Neurogenic diabetes insipidus:

Also known as Central Diabetes Insipidus, this is the most commonly occurring as well as the most dangerous form of Diabetes Insipidus. It results as a result of a lack of vasopressin, the hormone which acts upon the kidney to reduce the urine output. It happens if the pituitary gland is damaged by different diseases or head injury or genetic disorders.

Nephrogenic diabetes insipidus:

This occurs when the kidney fails to respond normally to the antidiuretic hormone (ADH). This is not present from birth and is an acquired condition. This can result from a number of causes, from kidney disorders or systemic disorders to the side-effects of different drugs.

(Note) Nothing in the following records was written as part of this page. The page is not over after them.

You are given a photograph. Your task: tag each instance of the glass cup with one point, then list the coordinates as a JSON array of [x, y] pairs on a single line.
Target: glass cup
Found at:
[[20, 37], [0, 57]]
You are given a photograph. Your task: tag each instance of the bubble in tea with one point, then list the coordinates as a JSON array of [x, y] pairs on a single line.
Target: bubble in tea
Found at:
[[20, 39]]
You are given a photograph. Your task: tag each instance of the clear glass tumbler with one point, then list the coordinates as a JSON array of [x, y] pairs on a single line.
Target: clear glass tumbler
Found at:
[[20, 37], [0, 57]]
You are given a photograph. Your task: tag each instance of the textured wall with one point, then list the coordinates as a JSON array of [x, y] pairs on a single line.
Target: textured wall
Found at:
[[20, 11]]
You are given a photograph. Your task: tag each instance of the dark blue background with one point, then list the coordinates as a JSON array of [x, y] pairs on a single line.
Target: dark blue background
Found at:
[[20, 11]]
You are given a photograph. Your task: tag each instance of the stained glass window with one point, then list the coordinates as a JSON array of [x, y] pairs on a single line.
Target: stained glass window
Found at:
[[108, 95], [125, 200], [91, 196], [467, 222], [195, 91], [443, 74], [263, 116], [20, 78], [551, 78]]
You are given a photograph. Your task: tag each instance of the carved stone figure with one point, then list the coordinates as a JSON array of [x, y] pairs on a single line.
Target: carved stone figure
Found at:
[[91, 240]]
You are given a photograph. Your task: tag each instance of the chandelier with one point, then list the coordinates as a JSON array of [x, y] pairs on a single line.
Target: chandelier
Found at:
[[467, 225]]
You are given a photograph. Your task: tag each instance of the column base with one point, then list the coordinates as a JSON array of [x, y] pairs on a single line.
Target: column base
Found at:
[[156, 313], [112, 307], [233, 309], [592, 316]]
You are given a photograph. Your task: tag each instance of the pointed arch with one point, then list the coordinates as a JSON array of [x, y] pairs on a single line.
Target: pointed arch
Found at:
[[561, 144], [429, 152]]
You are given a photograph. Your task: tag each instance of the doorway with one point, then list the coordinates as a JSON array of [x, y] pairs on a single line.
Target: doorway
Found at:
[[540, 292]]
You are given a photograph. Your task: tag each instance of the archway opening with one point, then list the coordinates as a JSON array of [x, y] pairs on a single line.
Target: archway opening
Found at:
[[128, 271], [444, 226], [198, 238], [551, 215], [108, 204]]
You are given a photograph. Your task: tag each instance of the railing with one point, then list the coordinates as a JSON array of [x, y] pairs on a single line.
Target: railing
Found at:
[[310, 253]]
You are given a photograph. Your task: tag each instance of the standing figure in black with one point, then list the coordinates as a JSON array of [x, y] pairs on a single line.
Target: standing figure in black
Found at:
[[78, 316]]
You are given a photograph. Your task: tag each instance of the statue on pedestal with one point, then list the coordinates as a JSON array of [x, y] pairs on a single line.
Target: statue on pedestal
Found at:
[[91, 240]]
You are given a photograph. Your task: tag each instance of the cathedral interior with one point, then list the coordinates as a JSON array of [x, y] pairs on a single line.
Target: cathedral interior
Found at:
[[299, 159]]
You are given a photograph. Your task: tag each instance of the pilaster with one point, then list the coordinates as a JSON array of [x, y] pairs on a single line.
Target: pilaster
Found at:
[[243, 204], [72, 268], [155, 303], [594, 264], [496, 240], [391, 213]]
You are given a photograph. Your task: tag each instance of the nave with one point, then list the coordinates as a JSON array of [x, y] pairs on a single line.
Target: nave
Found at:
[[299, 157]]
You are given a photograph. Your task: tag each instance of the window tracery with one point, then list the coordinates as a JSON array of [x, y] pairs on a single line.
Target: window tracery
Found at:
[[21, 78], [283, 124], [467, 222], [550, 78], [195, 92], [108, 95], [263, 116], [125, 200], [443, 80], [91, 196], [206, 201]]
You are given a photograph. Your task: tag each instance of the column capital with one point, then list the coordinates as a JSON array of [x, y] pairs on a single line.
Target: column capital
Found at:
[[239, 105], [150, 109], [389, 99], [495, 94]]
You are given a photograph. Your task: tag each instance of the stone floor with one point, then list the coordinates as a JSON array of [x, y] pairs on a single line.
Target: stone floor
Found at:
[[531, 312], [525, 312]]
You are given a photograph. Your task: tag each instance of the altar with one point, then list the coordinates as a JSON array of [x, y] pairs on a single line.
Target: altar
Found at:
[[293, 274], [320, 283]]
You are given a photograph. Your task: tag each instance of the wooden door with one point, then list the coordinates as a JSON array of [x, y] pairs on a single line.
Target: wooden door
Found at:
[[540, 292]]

Dipsogenic diabetes insipidus:

This is caused by faulty or damage to the thirst mechanism located in the hypothalamus. As a result there is an increased level of thirst and consequently, fluid-intake. This suppresses the ADH secretion there is increase in urination.

Gestational diabetes insipidus:

This occurs only during pregnancy. This is caused by extreme forms of production of vasopressinase in the placenta, which breaks down ADH.
Each of the forms has different causes and should be treated differently.